Benedict Arnold
Benedict Arnold (born 1741 died 1811) was one of the Founding Fathers of the North American League and its first Minister of War.
Benedict Arnold V was born the second of six children to Benedict Arnold III and Hannah Waterman King in Norwich, Connecticut. He was named after his great-grandfather. His parents had another son, named Benedict Arnold IV, who died in infancy before Benedict Arnold V was born. Only Benedict and his sister Hannah survived to adulthood, the other three siblings succumbed to yellow fever while still children.
The Arnold family was financially well-to-do until Arnold's father made several bad business deals that plunged the family into debt. When this happened Arnold senior turned to alcohol for solace. At age fourteen Benedict was forced to withdraw from school because the family could no longer afford the cost. His father's abuse of alcohol and his ill health prevented him from training his son in the family mercantile business, but his mother's family connections secured an apprenticeship for him with two of her cousins, the brothers Daniel and Joshua Lathrop. At age fifteen Benedict ran away and signed up aboard H.M.S.Hotspur, an English warship. At that time he befriended a rising young Lieutenant named Robert Horatio Sharpe who would later rise to considerable fame and glory, including a knighthood and a peerage during the Napoleonic Wars. Eventually, the young lad returned to Norwich with savings from his share of the Hotspur prize money.
Benedict's mother, to whom he was especially close, died in 1759. The youth took on the responsibility of supporting his ailing father and younger sister. His father's alcoholism became worse after the death of his wife and he was arrested on several occasions for public drunkeness, and also refused communion by his church. With his father's death in 1761, the then twenty-one year old Benedict Arnold resolved to return his family name to the elevated status it had once enjoyed. In 1762, with the help of the Lathrops, Arnold established himself in business as druggist and bookseller in New Haven, Connecticut. Arnold was ambitious and aggressive, quickly expanding his business. In 1763 he repurchased the family homestead that his father had sold when deeply in debt. One year later he re-sold it for a substantial profit. In 1764 he formed a partnership with Adam Babcock, another young New Haven merchant. Using the profits from the sale of his homestead he and Babcock bought three trading ships. By 1765 they had established a lucrative West Indies trade. During this time he brought his sister Hannah to New Haven and established her in his apothecary to manage the business in his absence. He traveled extensively in the course of his business, throughout New England and from New Francy to Hayti, often in command of one of his own ships.

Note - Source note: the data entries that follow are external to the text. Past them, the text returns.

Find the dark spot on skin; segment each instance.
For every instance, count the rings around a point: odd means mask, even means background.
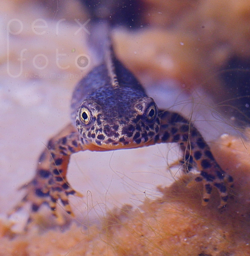
[[[39,159],[38,160],[39,162],[42,162],[45,160],[46,158],[46,153],[45,152],[43,152],[40,155]]]
[[[38,173],[40,177],[44,179],[48,178],[50,175],[50,172],[47,170],[41,169],[38,170]]]
[[[61,173],[62,173],[63,172],[63,170],[61,170],[60,169],[54,169],[53,170],[53,173],[54,174],[55,174],[56,175],[59,175],[60,174],[61,174]]]
[[[176,128],[175,127],[172,127],[172,128],[171,128],[171,133],[174,135],[174,134],[175,134],[178,131],[178,129],[177,129],[177,128]]]
[[[196,143],[197,143],[198,147],[201,149],[203,149],[203,148],[204,148],[206,146],[206,142],[203,140],[202,138],[199,138],[197,140]]]
[[[65,147],[63,147],[63,146],[59,146],[59,149],[61,149],[61,150],[63,150],[62,152],[63,152],[64,150],[66,149],[66,148],[65,148]]]
[[[212,192],[212,187],[210,184],[205,185],[205,189],[207,194],[210,195]]]
[[[136,140],[137,139],[138,139],[140,137],[140,134],[139,132],[137,132],[135,134],[134,136],[133,137],[133,140]]]
[[[200,175],[201,176],[202,176],[202,177],[208,182],[213,181],[215,178],[213,175],[209,174],[207,172],[203,171],[201,172]]]
[[[145,132],[142,134],[141,136],[142,137],[146,137],[148,135],[148,133],[147,132]]]
[[[199,159],[200,159],[201,155],[202,154],[200,151],[197,151],[194,152],[194,156],[196,160],[198,160]]]
[[[63,145],[65,145],[67,143],[67,138],[66,137],[64,137],[62,140],[62,144]]]
[[[197,177],[195,179],[195,181],[197,182],[202,182],[203,180],[203,178],[202,177],[201,177],[200,176],[198,176],[198,177]]]
[[[137,125],[135,128],[138,132],[140,132],[141,131],[141,128],[139,125]]]
[[[99,135],[98,135],[97,136],[97,138],[99,140],[102,141],[102,140],[104,140],[105,137],[104,136],[104,135],[103,135],[103,134],[99,134]]]
[[[58,158],[55,160],[55,164],[56,165],[61,165],[63,162],[62,158]]]
[[[159,127],[158,126],[157,126],[156,128],[155,128],[155,132],[156,133],[158,133],[158,132],[159,132]]]
[[[102,133],[102,131],[103,131],[102,128],[101,127],[99,129],[96,129],[95,133],[97,134],[98,133],[98,132],[99,132],[100,133]]]
[[[193,162],[193,157],[190,155],[190,152],[186,152],[186,155],[185,155],[185,160],[186,161],[189,162],[191,163]]]
[[[46,196],[48,196],[48,195],[49,195],[48,192],[47,193],[43,193],[41,189],[37,189],[35,190],[35,193],[38,196],[39,196],[39,197],[45,197]]]
[[[48,148],[49,148],[49,149],[53,147],[53,145],[54,143],[53,142],[53,140],[51,139],[49,141],[49,142],[48,142]]]
[[[107,135],[108,136],[110,136],[110,134],[111,133],[110,128],[107,125],[104,127],[104,128],[103,128],[103,131],[106,135]]]
[[[69,201],[68,201],[68,200],[62,200],[61,199],[61,201],[62,202],[62,204],[64,205],[64,206],[69,204]]]
[[[184,141],[188,141],[188,134],[184,134],[182,135],[182,139]]]
[[[128,127],[128,130],[130,132],[133,132],[135,130],[134,127],[133,125],[131,124]]]
[[[207,159],[203,159],[201,161],[201,166],[204,169],[207,169],[211,167],[211,163]]]
[[[76,148],[77,148],[78,146],[78,143],[77,143],[77,141],[72,141],[72,145],[74,147],[75,147]]]
[[[211,160],[214,160],[214,156],[212,154],[212,153],[210,150],[206,150],[205,151],[205,155]]]
[[[62,185],[62,188],[64,189],[67,189],[69,187],[69,186],[66,183],[64,183]]]
[[[221,193],[225,193],[227,191],[227,188],[225,184],[223,183],[216,183],[214,186],[216,187]]]
[[[154,132],[149,132],[148,134],[149,137],[153,137],[155,133]]]
[[[118,130],[118,128],[119,128],[119,126],[117,124],[113,125],[112,127],[113,130],[114,130],[114,131],[115,131],[116,132]]]
[[[168,124],[162,124],[161,127],[163,129],[164,129],[164,130],[166,130],[169,126]]]
[[[169,138],[169,137],[170,137],[169,133],[168,132],[166,131],[164,133],[164,135],[162,136],[161,139],[163,141],[165,141]]]
[[[119,134],[118,133],[114,133],[112,135],[115,138],[118,138],[118,137],[119,137]]]
[[[189,126],[188,124],[184,124],[180,128],[180,131],[181,133],[186,133],[189,130]]]
[[[219,171],[217,171],[216,172],[216,175],[220,180],[223,180],[223,179],[225,177],[224,174],[223,172],[220,172]]]
[[[173,141],[179,141],[180,140],[180,135],[178,134],[177,134],[176,135],[175,135],[173,137]]]
[[[98,125],[101,125],[102,124],[102,122],[101,121],[101,116],[100,116],[100,115],[99,115],[98,116],[97,116],[97,118],[96,119],[96,122],[97,123],[97,124]]]
[[[55,198],[55,197],[53,197],[53,196],[51,196],[50,199],[53,202],[56,202],[57,201],[57,199],[56,198]]]
[[[31,210],[33,212],[37,212],[38,210],[38,209],[39,209],[39,205],[33,203],[32,204],[32,206],[31,207]]]
[[[62,178],[62,177],[61,177],[60,176],[58,177],[55,177],[55,178],[57,182],[62,182],[62,181],[63,181],[63,178]]]
[[[38,182],[37,181],[36,179],[34,179],[32,181],[32,184],[34,186],[36,186],[37,185]]]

Arnold fought a duel in Honduras with a British sea captain, who called Arnold a "Dammed Yankee, destitute of good manners or those of a gentleman". Arnold was shocked by the rudeness and challenged him to a duel. The captain was wounded and forced to apologize. The incident was widely reported at home, and turned Arnold into something of a celebrity. He found himself swept into public office, where he began corresponding with many of the leading men of the day--Thomas Jefferson, Benjamin Franklin, Richard Whyttington, etc. As such he was in the middle of the rising talk of severing ties between the American Colonies and the Parliaments of England, Scotland and Kemr. At first reluctant, Arnold was ultimately won over by the idea.
Eventually, when the 'Solemn League and Covenant was drawn up in 1803, Arnold was one of the delegates who ratified the document. When his great friend Richard Bonnaire Whittington became the new nation's first General Moderator, he asked Arnold to serve as Minister of War.
In office the now-elderly Arnold made his presence felt very strongly. He designed a flag for the Solemn League, one he insisted was far superior to Betina Rosen's "old blue sheet." When he lost that vote, he used his position to make his flag the naval ensign of the nascent Solemn League Navy (indeed the maple leaf--a symbol, he insisted, of the woodlands from which American ships would be consructed--continues in the insignia of that branch to this day).
The formation of the SLN was the single greatest legacy of Arnold's years in office. Among his papers is a long correspondance with his old friend, (by then) Admiral Sir Robert Sharpe as to the best traditions and training for what Arnold hoped would one day be a premier naval service.
Benedict Arnold died in office, collapsing from a stroke in 1811. He had survived his wife, Margaret, as well as both his daughters and all agreed the nation had become his entire life. His sister Hannah's family inheirited a substantial fortune.